The benzene ring provides aromatic stability. On the other hand, the amino group contributes a basic character and significantly enhances the molecule’s reactivity. The lone pair of electrons on the nitrogen atom interacts with the π-electron cloud of the benzene ring through resonance. This delocalization increases electron density, particularly at the ortho and para positions, thereby making aniline much more reactive toward electrophilic substitution than benzene. Structurally, aniline is classified as a primary amine because its nitrogen atom bonds to only one aromatic group.

Physical Properties ^[2]

Preparation ^[4]

1. Reduction of Nitrobenzene

The most common industrial method of preparing aniline is the reduction of nitrobenzene with hydrogen gas (H₂) in the presence of a metal catalyst (Ni, Cu, Pd, Pt).
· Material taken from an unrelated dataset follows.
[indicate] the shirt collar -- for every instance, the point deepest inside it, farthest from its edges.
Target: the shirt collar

C₆H₅NO₂ + 3 H₂ → C₆H₅NH₂ + 2 H₂O (in the presence of Pd)

2. From Phenol

Aniline can also be prepared industrially from phenol, a process known as catalytic ammonolysis. When phenol is heated with ammonia at 300 °C in the presence of a suitable catalyst, the -OH group is replaced by an -NH₂ group. Although this route is effective, it generally requires high temperatures and pressures, which restrict its application mainly to industrial processes.
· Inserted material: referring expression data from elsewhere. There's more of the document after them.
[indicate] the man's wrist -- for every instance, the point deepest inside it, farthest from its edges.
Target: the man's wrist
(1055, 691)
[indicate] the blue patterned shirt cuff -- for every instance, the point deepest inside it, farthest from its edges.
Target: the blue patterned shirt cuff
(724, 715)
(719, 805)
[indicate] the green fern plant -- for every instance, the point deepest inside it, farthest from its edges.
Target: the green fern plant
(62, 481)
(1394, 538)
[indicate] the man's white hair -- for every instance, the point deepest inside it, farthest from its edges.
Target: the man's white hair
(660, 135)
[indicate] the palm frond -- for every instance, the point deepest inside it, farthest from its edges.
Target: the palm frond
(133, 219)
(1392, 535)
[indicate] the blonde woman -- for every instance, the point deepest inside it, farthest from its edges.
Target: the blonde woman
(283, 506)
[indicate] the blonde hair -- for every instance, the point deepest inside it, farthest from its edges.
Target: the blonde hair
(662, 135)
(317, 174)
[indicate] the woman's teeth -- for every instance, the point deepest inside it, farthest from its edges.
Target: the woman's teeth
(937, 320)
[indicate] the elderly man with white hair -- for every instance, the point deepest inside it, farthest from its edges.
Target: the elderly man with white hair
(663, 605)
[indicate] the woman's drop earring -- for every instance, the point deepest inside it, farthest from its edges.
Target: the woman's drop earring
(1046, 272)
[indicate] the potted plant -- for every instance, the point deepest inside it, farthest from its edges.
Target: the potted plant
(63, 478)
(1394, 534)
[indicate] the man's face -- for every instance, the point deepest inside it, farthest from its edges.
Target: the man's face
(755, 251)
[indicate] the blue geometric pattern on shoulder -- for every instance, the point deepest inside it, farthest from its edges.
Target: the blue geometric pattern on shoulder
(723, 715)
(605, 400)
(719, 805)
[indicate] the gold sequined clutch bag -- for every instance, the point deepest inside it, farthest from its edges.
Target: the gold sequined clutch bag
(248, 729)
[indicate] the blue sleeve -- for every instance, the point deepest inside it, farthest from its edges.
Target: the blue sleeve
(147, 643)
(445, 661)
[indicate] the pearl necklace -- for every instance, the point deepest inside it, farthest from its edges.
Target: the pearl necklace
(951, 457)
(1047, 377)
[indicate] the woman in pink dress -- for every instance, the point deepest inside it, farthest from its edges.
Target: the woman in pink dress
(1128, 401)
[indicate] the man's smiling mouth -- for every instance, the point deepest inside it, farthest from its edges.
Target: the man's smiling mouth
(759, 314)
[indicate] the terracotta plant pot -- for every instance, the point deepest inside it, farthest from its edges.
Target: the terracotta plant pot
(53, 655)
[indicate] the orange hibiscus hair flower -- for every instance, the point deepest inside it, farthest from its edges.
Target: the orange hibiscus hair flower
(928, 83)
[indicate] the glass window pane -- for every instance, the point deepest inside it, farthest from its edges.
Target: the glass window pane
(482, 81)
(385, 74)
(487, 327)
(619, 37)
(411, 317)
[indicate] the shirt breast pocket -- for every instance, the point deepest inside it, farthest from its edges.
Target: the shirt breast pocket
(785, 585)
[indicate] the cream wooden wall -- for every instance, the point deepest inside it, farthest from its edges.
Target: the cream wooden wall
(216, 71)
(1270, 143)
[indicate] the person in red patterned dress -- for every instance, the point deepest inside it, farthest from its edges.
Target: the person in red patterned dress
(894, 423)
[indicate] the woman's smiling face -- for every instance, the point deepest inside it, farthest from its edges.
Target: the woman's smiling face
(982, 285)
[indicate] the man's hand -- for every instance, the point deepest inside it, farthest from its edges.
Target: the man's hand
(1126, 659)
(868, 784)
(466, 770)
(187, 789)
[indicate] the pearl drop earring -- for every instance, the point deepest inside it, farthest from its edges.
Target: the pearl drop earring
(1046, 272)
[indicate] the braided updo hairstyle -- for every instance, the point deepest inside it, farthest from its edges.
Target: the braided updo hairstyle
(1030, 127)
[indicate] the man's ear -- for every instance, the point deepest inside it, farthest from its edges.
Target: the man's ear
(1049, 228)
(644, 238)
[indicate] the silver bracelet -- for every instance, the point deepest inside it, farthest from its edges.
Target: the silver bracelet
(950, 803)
C₆H₅OH + NH₃ → C₆H₅NH₂ + H₂O (in the presence of anhydrous ZnCl₂)

Chemical Reactions ^[4]

1. Basic Nature

Aniline behaves as a weak base because its –NH₂ group can accept a proton. However, it is less basic than aliphatic amines because part of the nitrogen lone pair delocalizes into the benzene ring through resonance. It reacts with acids, producing the anilinium ion: 

C₆H₅NH₂ + HCl → C₆H₅NH₃⁺Cl^–

2. Electrophilic Substitution Reactions

The –NH₂ group strongly activates the benzene ring and directs incoming electrophiles to the ortho and para positions. Consequently, aniline undergoes electrophilic substitution much more readily than benzene.

i. Bromination

Aniline reacts rapidly with bromine water to form 2,4,6-tribromoaniline as a white precipitate:

C₆H₅NH₂ + 3 Br₂ → C₆H₂Br₃NH₂ ↓ + 3 HBr

ii. Nitration

Under controlled conditions, nitration produces mainly ortho- and para-nitroaniline:

C₆H₅NH₂ + HNO₃ → o- and p-NO₂C₆H₄NH₂ + H₂O.
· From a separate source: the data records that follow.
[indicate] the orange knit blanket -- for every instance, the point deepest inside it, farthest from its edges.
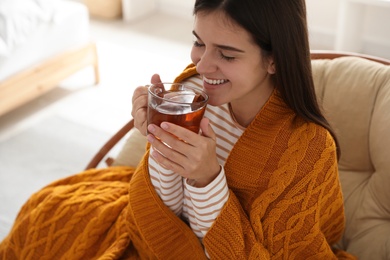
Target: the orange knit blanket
(285, 200)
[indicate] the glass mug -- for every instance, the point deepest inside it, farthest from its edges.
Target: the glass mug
(176, 103)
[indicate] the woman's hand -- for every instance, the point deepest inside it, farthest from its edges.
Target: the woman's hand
(193, 156)
(140, 105)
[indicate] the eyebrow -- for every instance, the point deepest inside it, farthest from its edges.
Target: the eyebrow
(224, 47)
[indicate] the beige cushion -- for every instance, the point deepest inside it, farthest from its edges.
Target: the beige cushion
(132, 151)
(355, 95)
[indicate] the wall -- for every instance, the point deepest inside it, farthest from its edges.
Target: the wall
(323, 21)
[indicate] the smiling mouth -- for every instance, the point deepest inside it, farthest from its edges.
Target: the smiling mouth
(215, 81)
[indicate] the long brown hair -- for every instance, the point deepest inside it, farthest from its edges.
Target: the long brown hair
(279, 27)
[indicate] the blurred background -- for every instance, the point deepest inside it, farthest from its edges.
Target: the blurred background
(56, 133)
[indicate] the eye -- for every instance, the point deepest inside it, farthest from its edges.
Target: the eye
(224, 57)
(198, 44)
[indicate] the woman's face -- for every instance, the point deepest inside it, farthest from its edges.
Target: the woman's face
(229, 62)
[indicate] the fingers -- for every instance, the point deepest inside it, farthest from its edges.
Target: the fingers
(139, 108)
(155, 79)
(206, 128)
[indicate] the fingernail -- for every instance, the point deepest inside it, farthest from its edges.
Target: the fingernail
(150, 138)
(151, 128)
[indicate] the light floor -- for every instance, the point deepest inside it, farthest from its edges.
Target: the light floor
(129, 54)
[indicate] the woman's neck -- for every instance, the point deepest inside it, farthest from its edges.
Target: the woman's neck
(244, 113)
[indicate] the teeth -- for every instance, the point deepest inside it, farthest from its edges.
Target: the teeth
(214, 81)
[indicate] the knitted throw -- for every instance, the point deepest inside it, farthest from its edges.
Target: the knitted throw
(285, 203)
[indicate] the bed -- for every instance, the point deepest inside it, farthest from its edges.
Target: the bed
(42, 42)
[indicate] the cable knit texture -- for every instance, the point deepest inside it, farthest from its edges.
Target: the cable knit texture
(285, 202)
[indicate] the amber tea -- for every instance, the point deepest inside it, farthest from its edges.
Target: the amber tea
(176, 103)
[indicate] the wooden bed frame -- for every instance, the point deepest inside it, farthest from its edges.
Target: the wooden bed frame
(33, 82)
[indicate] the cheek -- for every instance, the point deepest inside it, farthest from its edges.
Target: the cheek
(195, 55)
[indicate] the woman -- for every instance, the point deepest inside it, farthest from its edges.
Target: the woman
(259, 182)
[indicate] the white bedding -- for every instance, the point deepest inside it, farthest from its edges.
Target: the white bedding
(38, 29)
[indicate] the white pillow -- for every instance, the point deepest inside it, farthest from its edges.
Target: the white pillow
(19, 19)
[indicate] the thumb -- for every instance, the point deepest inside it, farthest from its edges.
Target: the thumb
(206, 129)
(155, 79)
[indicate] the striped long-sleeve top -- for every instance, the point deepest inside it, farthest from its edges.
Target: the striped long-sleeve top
(199, 206)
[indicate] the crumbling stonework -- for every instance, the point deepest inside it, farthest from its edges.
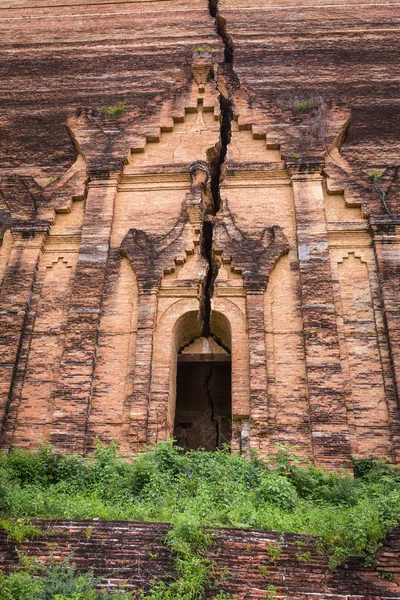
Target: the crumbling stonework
(132, 554)
(245, 192)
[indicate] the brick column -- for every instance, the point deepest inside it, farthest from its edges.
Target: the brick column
(74, 390)
(15, 299)
(326, 389)
(257, 370)
(139, 404)
(386, 243)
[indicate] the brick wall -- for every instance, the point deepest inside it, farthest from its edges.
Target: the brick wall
(133, 553)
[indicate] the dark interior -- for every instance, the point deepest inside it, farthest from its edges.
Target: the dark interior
(203, 416)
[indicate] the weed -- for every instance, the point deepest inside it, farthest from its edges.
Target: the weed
(274, 551)
(304, 106)
(207, 490)
(264, 571)
(375, 174)
(387, 575)
(303, 556)
(19, 530)
(57, 580)
(271, 592)
(206, 48)
(114, 111)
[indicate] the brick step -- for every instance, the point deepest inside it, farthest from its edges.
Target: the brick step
(133, 553)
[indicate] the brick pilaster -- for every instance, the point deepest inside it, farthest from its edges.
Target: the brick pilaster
(325, 380)
(74, 390)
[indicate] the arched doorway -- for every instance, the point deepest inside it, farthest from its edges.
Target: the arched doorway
(203, 411)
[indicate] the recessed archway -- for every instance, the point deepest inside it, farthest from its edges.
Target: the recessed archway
(203, 410)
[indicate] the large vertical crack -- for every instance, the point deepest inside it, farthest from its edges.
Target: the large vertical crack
(217, 158)
(213, 419)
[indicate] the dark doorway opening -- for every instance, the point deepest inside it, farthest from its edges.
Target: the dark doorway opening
(203, 414)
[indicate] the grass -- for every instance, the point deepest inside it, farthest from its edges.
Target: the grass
(198, 491)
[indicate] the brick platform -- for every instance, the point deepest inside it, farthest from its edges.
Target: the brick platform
(133, 553)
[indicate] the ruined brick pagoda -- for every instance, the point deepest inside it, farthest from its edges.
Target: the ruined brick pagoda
(200, 223)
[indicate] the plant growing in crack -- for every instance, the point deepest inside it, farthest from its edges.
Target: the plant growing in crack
(375, 176)
(205, 48)
(114, 111)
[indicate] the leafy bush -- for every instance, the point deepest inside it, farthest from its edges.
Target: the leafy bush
(57, 581)
(198, 491)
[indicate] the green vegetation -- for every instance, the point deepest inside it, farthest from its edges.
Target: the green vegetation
(114, 111)
(375, 175)
(196, 492)
(58, 581)
(203, 49)
(304, 106)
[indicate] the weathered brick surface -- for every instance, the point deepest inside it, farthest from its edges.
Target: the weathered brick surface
(212, 205)
(132, 553)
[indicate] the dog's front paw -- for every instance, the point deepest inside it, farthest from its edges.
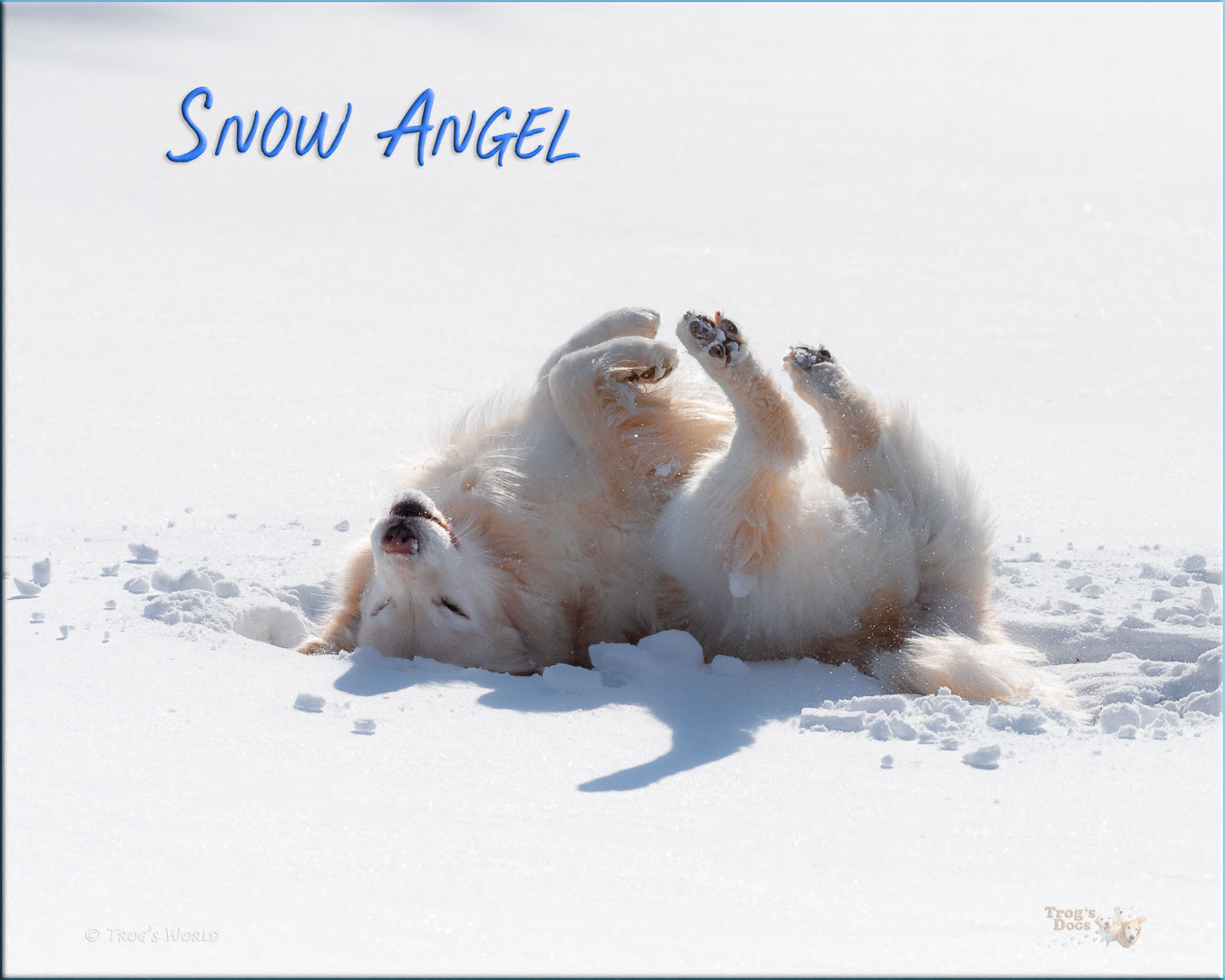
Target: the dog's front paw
(315, 646)
(717, 338)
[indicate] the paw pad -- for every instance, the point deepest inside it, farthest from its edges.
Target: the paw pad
(718, 337)
(808, 358)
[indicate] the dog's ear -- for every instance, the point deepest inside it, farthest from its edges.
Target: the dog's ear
(508, 652)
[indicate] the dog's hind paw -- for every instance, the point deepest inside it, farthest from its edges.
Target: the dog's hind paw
(718, 338)
(806, 358)
(641, 360)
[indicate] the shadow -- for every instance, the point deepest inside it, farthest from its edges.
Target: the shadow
(710, 716)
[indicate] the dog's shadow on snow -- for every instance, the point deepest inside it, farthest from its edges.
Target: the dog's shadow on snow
(710, 716)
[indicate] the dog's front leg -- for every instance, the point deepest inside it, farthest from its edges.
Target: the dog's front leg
(340, 632)
(629, 321)
(739, 508)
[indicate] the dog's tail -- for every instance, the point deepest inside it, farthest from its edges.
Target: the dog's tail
(976, 671)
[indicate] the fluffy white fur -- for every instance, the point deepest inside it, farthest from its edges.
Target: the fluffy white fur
(619, 499)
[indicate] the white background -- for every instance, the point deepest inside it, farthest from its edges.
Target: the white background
(1007, 214)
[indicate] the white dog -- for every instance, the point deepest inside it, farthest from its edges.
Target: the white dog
(618, 500)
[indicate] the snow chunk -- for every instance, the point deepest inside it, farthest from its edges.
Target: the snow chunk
(832, 720)
(741, 584)
(1194, 564)
(312, 703)
(986, 757)
(729, 667)
(674, 648)
(1115, 717)
(668, 651)
(190, 580)
(27, 588)
(573, 680)
(142, 554)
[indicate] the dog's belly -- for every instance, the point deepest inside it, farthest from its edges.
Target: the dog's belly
(838, 578)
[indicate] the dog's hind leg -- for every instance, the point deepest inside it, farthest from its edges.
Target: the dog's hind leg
(874, 451)
(629, 321)
(608, 402)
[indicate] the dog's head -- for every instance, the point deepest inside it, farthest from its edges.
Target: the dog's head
(431, 595)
Direct nitration of aniline is not very practical because, in the strongly acidic medium, the -NH₂ group becomes protonated and loses its activating effect. As a result, the yield is low, and many unwanted products are formed. Therefore, in actual practice, aniline is first converted to acetanilide to protect the -NH₂ group. Then, nitration of acetanilide produces the para product, which is later hydrolyzed to p-nitroaniline.

3. N-Alkylation

Although not a ring substitution, aniline can undergo alkylation at nitrogen when treated with alkyl halides. Here, the nitrogen lone pair participates in nucleophilic substitution, forming secondary and tertiary amines.

Primary Alkylation:

C₆H₅NH₂ + CH₃-Br → C₆H₅-NH-CH₃ + HBr

Secondary Alkylation:

C₆H₅-NH-CH₃ + CH₃-Br → C₆H₅-N(CH₃)₂ + HBr

Because the alkylated amines formed are often more reactive than aniline, the reaction commonly produces a mixture of mono- and dialkylated products.

4. Acylation

Aniline reacts with acid chlorides to form acetanilide:

C₆H₅NH₂ + CH₃COCl → C₆H₅NHCOCH₃ + HCl

5. Diazotization

At 0-5 °C, aniline reacts with nitrous acid to produce benzene diazonium chloride, an essential intermediate used to synthesize a wide range of aromatic compounds:

C₆H₅NH₂ + NaNO₂ + 2 HCl → C₆H₅N₂⁺Cl^– + NaCl + 2 H₂O

Applications ^[5]

• Dye Industry: Key starting material for the manufacture of azo and other synthetic dyes.
• Pharmaceuticals: Used as an intermediate in the synthesis of several medicinal compounds.
• Rubber Processing: Aniline derivatives act as antioxidants and accelerators in rubber manufacturing.
• Polyurethanes and Polymers: Essential in the production of methylene diphenyl diisocyanate (MDI), a major component of polyurethanes.
• Laboratory Reagent: Widely employed in organic synthesis for preparing numerous aromatic derivatives.

Aniline is a simple aromatic amine with exceptional chemical importance. Its resonance-stabilized structure, enhanced reactivity toward electrophilic substitution, and ability to undergo key reactions such as acylation and diazotization make it a highly versatile synthetic intermediate.